Die Idee hinter dem ersten „Informationstag berufliche Alternativen“ erläuterten in der Aula der Hochschule Schweinfurt FFS-Schulleiter Harald Bauer, Studienberater Friedrich Walla und Ralf Hofmann von der IHK Würzburg-Schweinfurt. Für die 13. Klassen habe man den Hochschulinformationstag eingerichtet, so Bauer und Walla, für die 12. Klassen habe sich der Schweinfurter Abi-Info-Tag (SAIT) etabliert und nun wolle man das Informations- und Ideengeber-Paket für die FOS-Schülerinnen und -Schüler mit dem „Informationstag berufliche Alternativen“ abrunden. Informativer und für die eigene Zukunft effektiver als zum x-ten Mal die Ritter der Kokosnuss sei der „Informationstag berufliche Alternativen“ allemal, verdeutlichte Bauer schließlich in seinem Grußwort vor etwa 350 Schülern und den sie begleitenden Lehrkräften und Fachreferenten auch die Sinnhaftigkeit der Terminierung am Ende des Schuljahres. In vielfacher Weise sollte Bauer mit diesen Annahmen Recht behalten. Denn die Schülerinnen und Schüler der FFS hingen auch nach mehreren Stunden geballter Information nicht etwa in den Seilen, sondern an den Lippen der Referentinnen und Referenten.

 

Trumpfasse des Fördervereins

Der Förderverein der Schule, die Lehrkräfte der fachpraktischen Ausbildung und die Schulleitung hatten die Veranstaltung zusammen mit den Fachreferenten nicht nur abwechslungsreich geplant, es zeigten sich die Ehemaligen der FFS schließlich als unwiderstehliche Trumpfasse im Ring.

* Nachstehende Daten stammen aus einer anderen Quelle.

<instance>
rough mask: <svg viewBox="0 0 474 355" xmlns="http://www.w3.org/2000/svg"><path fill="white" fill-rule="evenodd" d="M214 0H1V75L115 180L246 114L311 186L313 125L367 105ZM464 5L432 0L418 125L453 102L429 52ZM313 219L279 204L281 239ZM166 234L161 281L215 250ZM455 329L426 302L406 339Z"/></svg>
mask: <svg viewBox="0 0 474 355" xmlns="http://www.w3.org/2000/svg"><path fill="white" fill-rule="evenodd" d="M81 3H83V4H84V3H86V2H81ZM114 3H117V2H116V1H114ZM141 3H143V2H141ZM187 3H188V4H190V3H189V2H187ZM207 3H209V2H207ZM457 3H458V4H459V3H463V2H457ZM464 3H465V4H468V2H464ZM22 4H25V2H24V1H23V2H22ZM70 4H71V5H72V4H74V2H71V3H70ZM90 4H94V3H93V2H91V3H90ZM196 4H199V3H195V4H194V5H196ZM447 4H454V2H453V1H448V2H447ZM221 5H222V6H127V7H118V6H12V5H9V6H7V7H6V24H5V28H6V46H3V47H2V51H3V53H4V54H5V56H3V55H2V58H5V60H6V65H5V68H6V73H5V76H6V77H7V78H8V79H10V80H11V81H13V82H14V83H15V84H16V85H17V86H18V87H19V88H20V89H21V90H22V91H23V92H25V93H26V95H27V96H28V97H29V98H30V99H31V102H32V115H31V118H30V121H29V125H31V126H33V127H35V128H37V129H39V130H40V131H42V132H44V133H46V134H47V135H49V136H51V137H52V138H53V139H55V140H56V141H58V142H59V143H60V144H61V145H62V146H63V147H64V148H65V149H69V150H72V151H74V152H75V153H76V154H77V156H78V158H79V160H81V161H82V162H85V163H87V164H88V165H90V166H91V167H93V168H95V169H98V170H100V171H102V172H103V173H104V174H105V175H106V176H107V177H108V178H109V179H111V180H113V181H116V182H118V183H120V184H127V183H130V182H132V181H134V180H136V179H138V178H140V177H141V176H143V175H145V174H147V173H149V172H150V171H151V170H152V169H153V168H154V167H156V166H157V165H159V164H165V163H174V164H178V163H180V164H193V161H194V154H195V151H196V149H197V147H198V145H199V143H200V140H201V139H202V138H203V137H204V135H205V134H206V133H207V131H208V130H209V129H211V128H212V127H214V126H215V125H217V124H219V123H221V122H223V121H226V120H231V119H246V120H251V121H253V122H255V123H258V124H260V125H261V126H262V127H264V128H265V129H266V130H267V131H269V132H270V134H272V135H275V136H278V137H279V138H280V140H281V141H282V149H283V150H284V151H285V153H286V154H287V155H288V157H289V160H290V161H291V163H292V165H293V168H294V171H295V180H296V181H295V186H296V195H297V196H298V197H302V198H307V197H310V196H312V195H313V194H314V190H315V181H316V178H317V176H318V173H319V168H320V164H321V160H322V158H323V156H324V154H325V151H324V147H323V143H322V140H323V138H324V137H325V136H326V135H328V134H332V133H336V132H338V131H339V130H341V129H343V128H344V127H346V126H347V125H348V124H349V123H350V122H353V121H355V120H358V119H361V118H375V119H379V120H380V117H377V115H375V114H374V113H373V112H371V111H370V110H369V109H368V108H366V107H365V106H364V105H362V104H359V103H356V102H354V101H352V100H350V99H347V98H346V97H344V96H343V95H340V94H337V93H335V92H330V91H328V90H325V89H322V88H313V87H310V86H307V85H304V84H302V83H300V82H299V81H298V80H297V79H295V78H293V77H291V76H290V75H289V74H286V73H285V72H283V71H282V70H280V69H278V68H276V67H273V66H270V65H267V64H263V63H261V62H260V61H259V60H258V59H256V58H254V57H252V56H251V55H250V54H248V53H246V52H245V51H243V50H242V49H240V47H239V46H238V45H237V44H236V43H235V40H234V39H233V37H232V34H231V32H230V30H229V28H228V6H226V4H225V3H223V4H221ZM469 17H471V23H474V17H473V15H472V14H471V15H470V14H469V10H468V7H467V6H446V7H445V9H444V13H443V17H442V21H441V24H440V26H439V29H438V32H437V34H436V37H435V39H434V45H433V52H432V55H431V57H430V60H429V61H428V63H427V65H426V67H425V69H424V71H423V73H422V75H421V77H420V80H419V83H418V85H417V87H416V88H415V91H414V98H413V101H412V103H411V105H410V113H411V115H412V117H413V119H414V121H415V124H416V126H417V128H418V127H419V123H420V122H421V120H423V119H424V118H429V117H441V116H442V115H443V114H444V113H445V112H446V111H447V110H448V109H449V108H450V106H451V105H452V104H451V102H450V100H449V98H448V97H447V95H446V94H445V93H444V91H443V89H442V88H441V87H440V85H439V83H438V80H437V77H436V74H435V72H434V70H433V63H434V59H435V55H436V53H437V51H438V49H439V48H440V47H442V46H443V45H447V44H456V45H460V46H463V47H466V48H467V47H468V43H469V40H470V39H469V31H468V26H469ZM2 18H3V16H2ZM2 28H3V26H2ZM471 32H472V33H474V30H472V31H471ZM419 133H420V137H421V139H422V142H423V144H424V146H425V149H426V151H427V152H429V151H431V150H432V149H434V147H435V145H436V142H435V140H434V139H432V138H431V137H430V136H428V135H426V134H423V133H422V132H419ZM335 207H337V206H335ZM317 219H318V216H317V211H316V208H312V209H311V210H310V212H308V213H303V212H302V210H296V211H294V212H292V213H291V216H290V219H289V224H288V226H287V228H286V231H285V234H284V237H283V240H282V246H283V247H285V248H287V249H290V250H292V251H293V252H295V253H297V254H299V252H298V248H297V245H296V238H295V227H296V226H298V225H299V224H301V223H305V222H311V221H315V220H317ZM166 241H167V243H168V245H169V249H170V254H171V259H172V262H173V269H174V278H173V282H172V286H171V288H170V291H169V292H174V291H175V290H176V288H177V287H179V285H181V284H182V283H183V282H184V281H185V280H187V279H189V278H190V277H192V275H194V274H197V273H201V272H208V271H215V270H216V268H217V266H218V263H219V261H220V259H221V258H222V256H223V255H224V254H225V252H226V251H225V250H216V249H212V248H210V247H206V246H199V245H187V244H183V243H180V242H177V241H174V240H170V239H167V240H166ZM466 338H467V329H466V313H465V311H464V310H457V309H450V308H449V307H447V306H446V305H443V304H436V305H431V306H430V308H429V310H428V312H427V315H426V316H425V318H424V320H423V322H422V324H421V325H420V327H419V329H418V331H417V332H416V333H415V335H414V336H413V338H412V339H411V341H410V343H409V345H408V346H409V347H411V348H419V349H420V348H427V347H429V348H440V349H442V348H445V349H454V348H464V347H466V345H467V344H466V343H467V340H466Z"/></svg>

So stellte Sascha Lisson, FFS-Absolvent 2014, seinen Arbeitgeber, die Deutsche Telekom, in einem mitreißenden Kurzreferat vor. Lisson präsentierte zusammen mit Dominik Bauer, dem Rekruter im Telekom-Ausbildungszentrum Würzburg, den Global Player der Informations- und Kommunikationsbranche als Arbeitgeber, der nicht nur auf die Rendite sehe, sondern auch auf eine gute Work-Life-Balance seiner Arbeitnehmer Wert lege. Lisson war noch vor dem Abitur im Rahmen seiner Arbeit für T-Mobile auf die Telekom aufmerksam geworden und gehörte nach dem Abitur zu den „Talenten“, nach denen der Konzern regelmäßig sucht. Bereut hat Lisson seine Wahl nicht und sein Auftritt an der ehemaligen Schule war unbedingt überzeugend.

Mit Roland Zauner von der Barmer-Krankenkasse, Bastian Gehring von Hewlett Packard und Kai Groß vom Bayerischen Roten Kreuz waren noch drei weitere höchst erfolgreiche FFS-Absolventen beim „Informationstag berufliche Alternativen“ am Start. Kai Groß, beispielsweise, hat 2014 am Wirtschaftszweig der FFS sein Abitur gemacht und wartete gerade auf seine Zulassung zum E-Commerce-Studium, als eine Freundin ihn auf den Jugend-Freiwilligen-Dienst (JFD) beim BRK aufmerksam machte. Groß heuerte einen Tag bevor die Post ihm die Studienzulassung brachte beim BRK Schweinfurt an und ist dabei geblieben. Anschaulich schilderte er die Arbeit beim BRK und wie sich seine Lebensauffassung seither verändert hat. Rettungssanitäter will er nun werden und möglicherweise schließt sich daran dann auch noch ein Medizinstudium an. Von der Wandlung eines Saulus zum Paulus will Groß deshalb noch lange nichts wissen, denn soziale Marktwirtschaft ist ja nichts Schlechtes, meint er. Aber für sein Leben habe er beim BRK eben doch eine andere Zukunftsperspektive gefunden.

Und darum, um diesen anderen Blick, der sich aus dargebotenen Alternativen ergibt oder ergeben kann, um diesen Blick ging es allen am „Informationstag berufliche Alternativen“ Beteiligten Referentinnen und Referenten. Es darf demnach durchaus ein Studium im Anschluss ans Fachabitur sein, aber es muss nicht immer so sein. Das prägte sich zahlreichen hochinteressiert teilnehmenden FFS-Schülerinnen und –schülern letztlich am ersten „Informationstag berufliche Alternativen“ der FFS ein. Und die Veranstalter sollte das freuen.